What "Eternal September" means to anyone is different.

What I assert based on data (simply map the comments in to the join date of their authors and make a distribution) is that most large threads with a lot of discussion on this site have a recency bias: newly joined users post a disproportionate amount on the website. At any given time, any given thread will be more heavily commented on by newer users. Given that observation, Eternal September is largely personal: do you still value the content on the site given that recent posters create more of it. For me the answer, as borne our in data, is no. I find from ~ 2016 a change in the types of discussions on the site and find that the newer the poster distribution skews from that time period onward the less interesting the discussion becomes to me. That's really all. I'm glad that you still find value in the site but that makes sense: you're a newer user. Of course this may be your second or even nth account in which case I'm obviously wrong, but what I can be certain about is myself and my own preferences, and even those change over time.


Few points

> newly joined users post a disproportionate amount on the website.

What is your definition of a new user?

> For me the answer, as borne our in data, is no. I find from ~ 2016 a change in the types of discussions on the site and find that the newer the poster distribution skews from that time period onward the less interesting the discussion becomes to me.

I am curious: Can you elaborate on how such analysis is being made?


> What is your definition of a new user?

A poster that joined in the last 2-3 years.

> I am curious: Can you elaborate on how such analysis is being made?

Try doing analysis on the time at which posters in a thread joined this site. I weigh their dates based on the number of times they comment in a thread. If you do that you'll see a recency bias. The mass of the distribution is clumped more heavily in the last 3 years since the article's submission. If you think about it, that makes a lot of sense. People are probably much more energized to comment when they first join and eventually get bored and stop. You point out a really similar effect out in your own analysis about posters that stop posting after a year.


this is my first account, and i understand your perspective. i did sometimes come to HN from 2015 onwards, but not enough to really get a feel for the level of content and conversation that happened. 2015 is still much later than you first started using it, so i can see how your older first impressions of this site led you to the conclusion that present-day HN is a shadow of its former self.

so i think we agree on everything, except that you're comparing pre-2016 to now, vs. me comparing 2020 to now, which leads to the opposite conclusions. excuse me for being a part of the less interesting era of posters ;-)


Something that makes this all harder is that HN and other sites don't exist in a vacuum. There's an external world that shapes the opinions and ideas of people.
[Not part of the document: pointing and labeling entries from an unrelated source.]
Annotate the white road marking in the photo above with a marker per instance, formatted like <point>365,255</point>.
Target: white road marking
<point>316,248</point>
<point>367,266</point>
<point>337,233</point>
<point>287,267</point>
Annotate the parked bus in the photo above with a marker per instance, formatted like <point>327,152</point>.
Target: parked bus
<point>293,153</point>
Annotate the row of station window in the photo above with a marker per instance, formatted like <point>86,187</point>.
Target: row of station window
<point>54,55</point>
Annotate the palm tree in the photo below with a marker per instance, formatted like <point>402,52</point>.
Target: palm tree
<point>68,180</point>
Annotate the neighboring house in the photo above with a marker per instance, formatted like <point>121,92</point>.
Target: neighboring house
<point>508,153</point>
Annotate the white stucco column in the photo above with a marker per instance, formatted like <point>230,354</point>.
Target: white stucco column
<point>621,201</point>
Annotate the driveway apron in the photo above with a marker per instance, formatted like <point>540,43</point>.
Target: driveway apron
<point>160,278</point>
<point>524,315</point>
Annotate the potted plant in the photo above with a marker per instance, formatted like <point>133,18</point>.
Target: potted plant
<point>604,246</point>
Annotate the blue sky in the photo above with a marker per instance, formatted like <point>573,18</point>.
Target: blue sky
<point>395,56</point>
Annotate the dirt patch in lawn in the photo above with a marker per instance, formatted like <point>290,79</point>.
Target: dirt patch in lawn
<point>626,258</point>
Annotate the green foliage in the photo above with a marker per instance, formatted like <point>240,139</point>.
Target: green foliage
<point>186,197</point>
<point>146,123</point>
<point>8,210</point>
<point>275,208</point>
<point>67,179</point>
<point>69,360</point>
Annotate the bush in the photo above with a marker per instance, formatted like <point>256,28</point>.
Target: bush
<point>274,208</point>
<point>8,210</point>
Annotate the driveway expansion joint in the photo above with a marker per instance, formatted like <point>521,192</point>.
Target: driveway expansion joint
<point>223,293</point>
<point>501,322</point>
When I joined HN, hacking was mostly for nerds. The real important tech people worked on chips or devices and the money makers were in finance. This has changed. With it has come an interest in lurid tech coverage, like the existence of sites like "Techdirt", and something about software has led to the growth of a tabloid style news interest in it in a way that never happened for hardware (probably an artifact of the rise of tech being concomitant and convergent with the evolution of the Internet.) There's also been a lot of other changes going on in the greater world as the internet has become a larger part of our lives. I suspect those changes outside "in the real world" that eventually finding itself into here.

For me the antidote has been more focused conversations on other sites like Discord or BlueSky but this is all very personal.